It’s not that the number 5 has a bad temper nor that 6 is impulsive. Or at least this is what I think, since none of them are irrational. What makes you an irrational number, then? There are three requisites:

– You need to be a number

– You have to be a REAL number

– You mustn’t be able to express yourself as a fraction of whole numbers (without decimals) different than zero.

If mathematics isn’t your league you may have forgotten what a whole was and you may be asking yourself how can a number not be real. Well, it can be. In fact, Descartes classified them deceptively as imaginary numbers. From here on, I suggest you turn to Wikipedia.

In a practical manner, irrational numbers are those that have never-ending decimals, like π, although, ones with repetitive decimals (91.919191…) are not. Despite this selective club’s image, the majority of numbers are irrational. 1 and 2 are considered rational, but there’s an infinity of irrational numbers between them.

In Mathland just a few are as obviously predictable as the round and cyclic 8 or this 3.333 that keeps going on and on like broken record, trapped for all eternity in a time short circuit. If round numbers were to be characters in a play, then they’d be flat.

You really don’t care, do you?

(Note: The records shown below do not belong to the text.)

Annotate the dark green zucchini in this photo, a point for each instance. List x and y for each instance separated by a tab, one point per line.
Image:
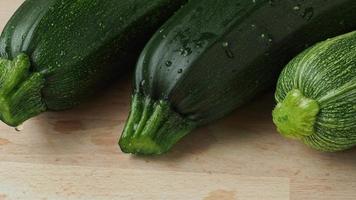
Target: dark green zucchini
56	53
214	56
316	96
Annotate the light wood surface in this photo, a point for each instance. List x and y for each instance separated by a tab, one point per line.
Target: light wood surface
74	155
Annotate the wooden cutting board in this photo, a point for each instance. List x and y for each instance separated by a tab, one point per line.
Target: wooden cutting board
74	155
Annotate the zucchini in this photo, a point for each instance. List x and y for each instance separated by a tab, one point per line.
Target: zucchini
316	96
56	53
213	56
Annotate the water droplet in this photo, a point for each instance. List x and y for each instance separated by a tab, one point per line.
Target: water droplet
225	44
228	50
19	128
308	13
169	63
185	51
296	8
142	83
272	2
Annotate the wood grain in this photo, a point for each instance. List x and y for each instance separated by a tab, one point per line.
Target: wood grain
74	155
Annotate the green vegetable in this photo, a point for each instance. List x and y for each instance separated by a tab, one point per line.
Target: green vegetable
316	96
214	56
56	53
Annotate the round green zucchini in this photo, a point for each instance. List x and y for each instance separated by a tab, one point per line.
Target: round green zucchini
316	96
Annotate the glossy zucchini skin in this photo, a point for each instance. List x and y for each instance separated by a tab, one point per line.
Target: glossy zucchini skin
316	95
74	48
214	56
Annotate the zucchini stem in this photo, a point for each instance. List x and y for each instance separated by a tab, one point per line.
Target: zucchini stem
20	91
152	127
295	117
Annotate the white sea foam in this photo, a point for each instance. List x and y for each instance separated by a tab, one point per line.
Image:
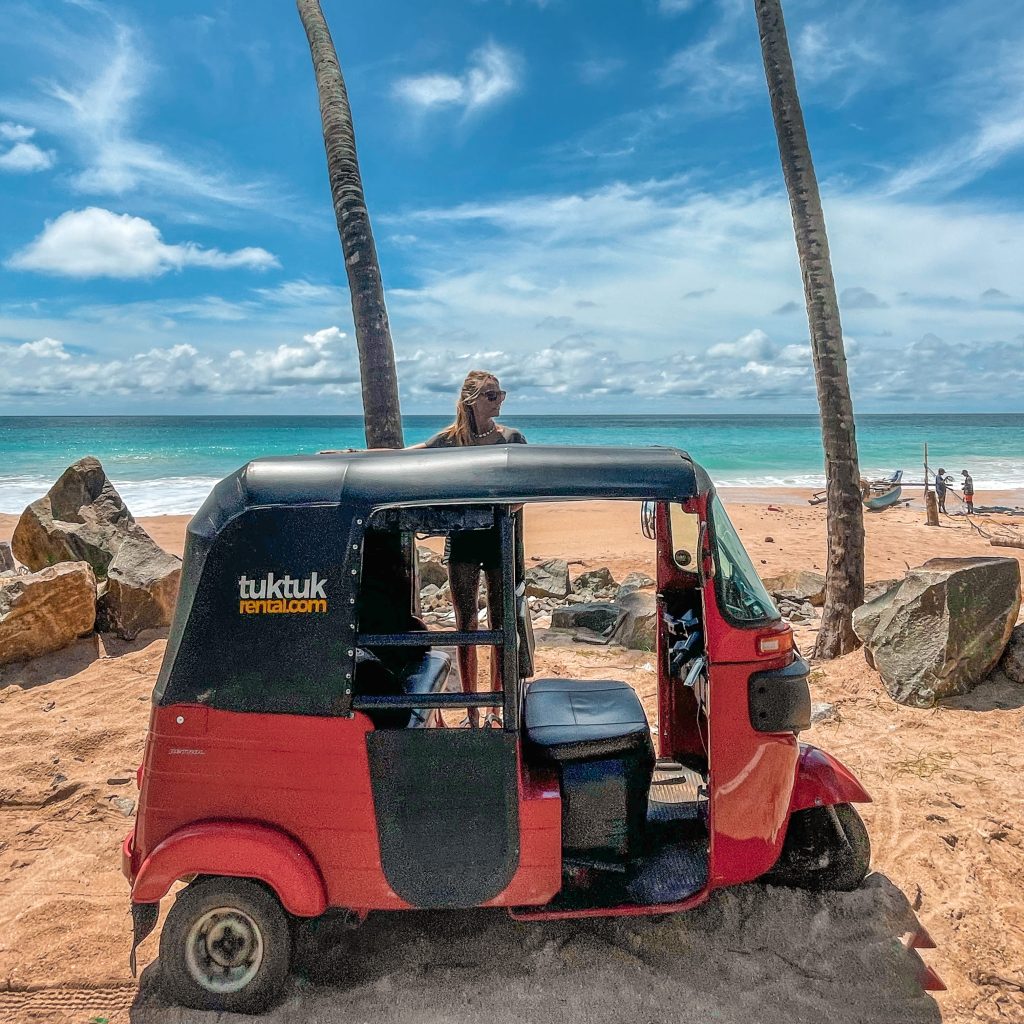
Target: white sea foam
163	496
183	495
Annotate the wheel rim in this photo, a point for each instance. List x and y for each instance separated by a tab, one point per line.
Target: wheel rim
224	949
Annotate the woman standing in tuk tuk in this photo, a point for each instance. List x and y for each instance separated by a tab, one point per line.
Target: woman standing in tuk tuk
472	552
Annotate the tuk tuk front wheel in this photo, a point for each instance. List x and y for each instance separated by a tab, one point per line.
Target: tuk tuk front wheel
225	945
826	849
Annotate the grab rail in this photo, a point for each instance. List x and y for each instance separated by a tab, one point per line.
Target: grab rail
492	698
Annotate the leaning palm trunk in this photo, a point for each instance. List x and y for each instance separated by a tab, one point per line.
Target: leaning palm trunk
381	413
845	572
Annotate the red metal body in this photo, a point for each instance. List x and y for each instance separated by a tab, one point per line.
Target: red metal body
287	799
217	785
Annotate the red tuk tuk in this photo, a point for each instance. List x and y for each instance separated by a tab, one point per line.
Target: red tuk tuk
297	764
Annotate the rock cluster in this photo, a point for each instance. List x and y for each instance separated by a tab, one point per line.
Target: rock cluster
86	564
943	629
593	605
798	593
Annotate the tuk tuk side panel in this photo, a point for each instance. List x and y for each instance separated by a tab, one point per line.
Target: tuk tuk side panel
306	776
539	876
309	778
271	616
751	782
752	773
678	724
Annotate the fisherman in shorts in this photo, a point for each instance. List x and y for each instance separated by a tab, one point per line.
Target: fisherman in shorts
968	491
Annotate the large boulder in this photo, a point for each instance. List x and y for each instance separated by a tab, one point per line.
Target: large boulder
945	628
81	518
639	628
1012	663
799	586
593	581
599	617
45	610
141	587
549	579
866	617
432	572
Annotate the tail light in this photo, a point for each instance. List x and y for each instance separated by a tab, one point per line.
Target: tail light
774	642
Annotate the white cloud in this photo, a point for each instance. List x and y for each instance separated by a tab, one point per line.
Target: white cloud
96	243
321	361
92	108
24	158
965	160
43	348
492	76
15	133
711	72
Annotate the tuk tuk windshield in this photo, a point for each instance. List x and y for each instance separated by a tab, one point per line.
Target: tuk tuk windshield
741	596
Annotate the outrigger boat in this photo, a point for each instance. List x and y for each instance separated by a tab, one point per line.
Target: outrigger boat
877	495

I know that you’re thinking that in the end these are all labels created by four guys with glasses which most of us just don’t manage to understand. This is not entirely false; I don’t know any mathematician that does not wear eyeglasses. In fact, I don’t know any mathematician.

Anyways, I think that humans are all the same. A few of us are rational and predictable. Just a few fits into the simpletons like fractions, while the rest, for right or wrong, demonstrate day-by-day just how irrational human beings can be. That’s why we have altruists and selfish people. Since we don’t always act in a logical manner we have an eternal decimal cue of memories, feelings and abstract ideas. Good luck with that.

If I’d been born a number, I would’ve liked to be irrational.